Mighty River Power has beaten IPO forecasts with a near-doubling of its net profit.
The power company, which listed on the NZX last May as part of the government's state-owned enterprise sell-down, has reported a net profit after tax of $212 million for the year ending June 30.
That was well ahead of its IPO forecast of $160m and is an 84 per cent increase from its 2013 net profit of $115m.
The profit came despite the worst-ever patch for water running into its key Waikato River hydro dams.
MRP declared an increased final dividend of a fully-imputed 8.3 cents, up half a cent on the prospectus forecast. The total full year dividend was 13.5 cents per share, 4 per cent better than the initial public offer forecast.
Chairwoman Joan Withers said there had been real challenges in the past year.
"Our hydro inflows (were) the lowest in Mighty River Power's history and (there was) intense pricing pressure in the market across all customer segments," she said.
Mighty River Power's average energy price for both its business and residential customers was flat over the past year.

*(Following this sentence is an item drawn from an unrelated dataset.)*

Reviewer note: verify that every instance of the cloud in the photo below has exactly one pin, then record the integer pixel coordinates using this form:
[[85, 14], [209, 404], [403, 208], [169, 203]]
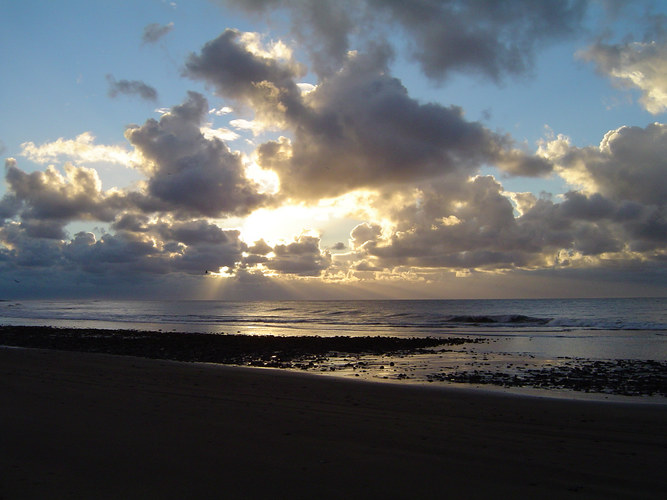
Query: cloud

MRP chief executive Doug Heffernan said the extra base-load electricity generation from the new Ngatamariki station took geothermal production to 42 per cent of the company's total. MRP also made a conscious decision to reduce commercial customer sales commitments which helped offset limited hydro inflows to the Waikato Hydro System.
Fraser Whineray will take up the role of Chief Executive on 1 September following Doug Heffernan's decision to step down after 16 years with MRP.